Localization, internationalization

From Helpful
Jump to navigation Jump to search

This article/section is a stub — some half-sorted notes, not necessarily checked, not necessarily correct. Feel free to ignore, or tell me about it.

In the context of computers:

  • internationalization(/internationalisation) : refers to the part of software that lets it easily be used in various languages and locales.
  • localization(/localisation): Refers to the wish, implementation, and part of the OS environment that defines locale-specific handling of certain details, including formatting of numbers, dates, money amounts
  • Globalization: Term used by IBM, referring to both


To save a lot of typing

Internationalization is also known as i18n
Localization is also known as L10n
similarly, accessibility is seen as a11y, canonicalization is seen as c14n


See also:


Unsorted

Linux locale setting

This article/section is a stub — some half-sorted notes, not necessarily checked, not necessarily correct. Feel free to ignore, or tell me about it.

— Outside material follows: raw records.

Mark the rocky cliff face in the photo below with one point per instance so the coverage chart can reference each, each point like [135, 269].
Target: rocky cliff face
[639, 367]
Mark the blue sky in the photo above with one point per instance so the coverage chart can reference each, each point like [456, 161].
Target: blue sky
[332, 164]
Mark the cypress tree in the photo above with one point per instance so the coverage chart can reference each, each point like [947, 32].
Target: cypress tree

To see the active locale settings, use

locale

This should show something like:

LANG=en_US.UTF-8
LC_CTYPE="en_US.UTF-8"
LC_NUMERIC="en_US.UTF-8"
LC_TIME="en_US.UTF-8"
LC_COLLATE="en_US.UTF-8"
LC_MONETARY="en_US.UTF-8"
LC_MESSAGES="en_US.UTF-8"
LC_PAPER="en_US.UTF-8"
LC_NAME="en_US.UTF-8"
LC_ADDRESS="en_US.UTF-8"
LC_TELEPHONE="en_US.UTF-8"
LC_MEASUREMENT="en_US.UTF-8"
LC_IDENTIFICATION="en_US.UTF-8"
LC_ALL=


To see the locales that are installed, use:

locale -a

which typicaqlly show anywhere between a few and few dozen locales. I removed most locales from my system, so I only have a few::

C
en_GB
en_GB.iso88591
en_GB.utf8
en_US
en_US.iso88591
en_US.utf8
POSIX


Say I want to use en_US.utf8. (note: you should copy-paste whatever you want verbatim. There are a few differences between OSes, e.g. en_US.utf8 versus en_US.UTF-8)

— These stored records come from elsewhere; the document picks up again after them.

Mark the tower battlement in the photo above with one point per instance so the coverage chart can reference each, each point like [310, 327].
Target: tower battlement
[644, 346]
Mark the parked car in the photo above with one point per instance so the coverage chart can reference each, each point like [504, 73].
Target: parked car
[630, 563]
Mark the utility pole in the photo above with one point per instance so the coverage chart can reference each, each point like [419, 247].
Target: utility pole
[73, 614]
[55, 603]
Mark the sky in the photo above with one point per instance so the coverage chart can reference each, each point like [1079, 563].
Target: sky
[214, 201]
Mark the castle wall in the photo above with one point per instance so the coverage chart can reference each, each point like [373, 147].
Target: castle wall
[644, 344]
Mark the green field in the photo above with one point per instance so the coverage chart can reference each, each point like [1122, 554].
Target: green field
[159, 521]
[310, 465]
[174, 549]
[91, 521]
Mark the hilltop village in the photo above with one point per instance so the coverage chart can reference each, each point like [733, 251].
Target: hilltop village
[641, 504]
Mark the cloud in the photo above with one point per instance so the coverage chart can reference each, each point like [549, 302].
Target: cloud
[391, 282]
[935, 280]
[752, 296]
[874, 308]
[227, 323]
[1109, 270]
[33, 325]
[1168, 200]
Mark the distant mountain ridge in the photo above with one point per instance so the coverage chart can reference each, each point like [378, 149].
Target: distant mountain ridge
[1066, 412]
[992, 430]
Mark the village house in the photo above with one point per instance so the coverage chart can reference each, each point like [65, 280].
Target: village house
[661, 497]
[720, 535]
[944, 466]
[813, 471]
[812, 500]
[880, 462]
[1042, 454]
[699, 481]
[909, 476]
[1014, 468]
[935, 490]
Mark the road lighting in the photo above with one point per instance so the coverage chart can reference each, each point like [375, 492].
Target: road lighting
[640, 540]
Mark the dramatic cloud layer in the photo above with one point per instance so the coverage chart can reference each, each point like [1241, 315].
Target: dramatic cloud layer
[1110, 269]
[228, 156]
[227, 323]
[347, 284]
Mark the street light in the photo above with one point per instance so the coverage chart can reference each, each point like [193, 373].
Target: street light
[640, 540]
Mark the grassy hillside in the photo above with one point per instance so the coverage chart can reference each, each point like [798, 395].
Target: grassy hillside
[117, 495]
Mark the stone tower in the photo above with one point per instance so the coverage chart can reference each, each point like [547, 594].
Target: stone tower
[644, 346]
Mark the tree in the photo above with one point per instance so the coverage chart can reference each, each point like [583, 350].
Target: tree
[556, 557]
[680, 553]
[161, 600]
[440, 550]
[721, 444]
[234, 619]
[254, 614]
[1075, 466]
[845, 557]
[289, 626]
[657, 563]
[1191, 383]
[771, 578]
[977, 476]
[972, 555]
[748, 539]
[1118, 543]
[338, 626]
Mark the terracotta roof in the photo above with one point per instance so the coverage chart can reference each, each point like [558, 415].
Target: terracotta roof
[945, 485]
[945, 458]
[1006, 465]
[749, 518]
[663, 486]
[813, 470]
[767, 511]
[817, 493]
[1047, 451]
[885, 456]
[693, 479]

I would probably edit login settings (the best way to do this varies per system) to include something like:

export LC_ALL="en_US.utf8"
export LANG="en_US.utf8"


So what does the above actually do?

Specific programs and functions that look for these variables will do formatting and parsing in a specific, more localized way.


More central

LC_TIME - how to show the names of weekdays and months, and some ordering

but there are various libraries that will only use some of this (e.g. strftime lets you control order, though do pick up the names)

LC_CTYPE helps define what characters are letters, punctuation; capitals, transliteration, etc.

in practice: text utilities may parse text slightly differently, e.g. the way they look for word boundaries.

LC_MESSAGES - language to use for messages

LC_NUMERIC - e.g. whether to use . or , as decimal separator resp. thousands separator

in practice: a lot of things don't use this, so you'll probably see a mix. (verify)

LC_COLLATE is actually more bother than useful

it's less flexible than it needs to be for many real-world collation rules
some cases may break things like [A-Z] regexes


And relatively rarely used stuff:

LC_MONETARY - how to format money amounts

few things use this

LC_PAPER - size in mm

LC_NAME

LC_ADDRESS

LC_TELEPHONE

LC_MEASUREMENT - 1 for metric, 2 for US

LC_IDENTIFICATION


Additionally there are LANG and LC_ALL. Neither of which need to be set, if the above are, because:

  • LC_ALL forces the locale for all categories
and seems meant to more easily force consistent behaviour in scripts
  • LANG sets the default locale for all categories - and setting any category overrides this
so this is a convenience thing, and not directly picked up(verify)


Other notes:

  • there is often a POSIX and C locale.
    • C is meant to be a simple, non-interpreting locale, useful to force collation to be bytewise, have characters always be bytes (most other locales are UTF8 these days), and force the decimal separator to be . (e.g. useful for some shell arithmetic in scripts)
    • POSIX is similar. In some cases it is an alias of C[1], in other cases it is a definition that differs in a few details like, apparently, no explicit no definition for sorting non-ascii bytes but still effectively the same as C (verify)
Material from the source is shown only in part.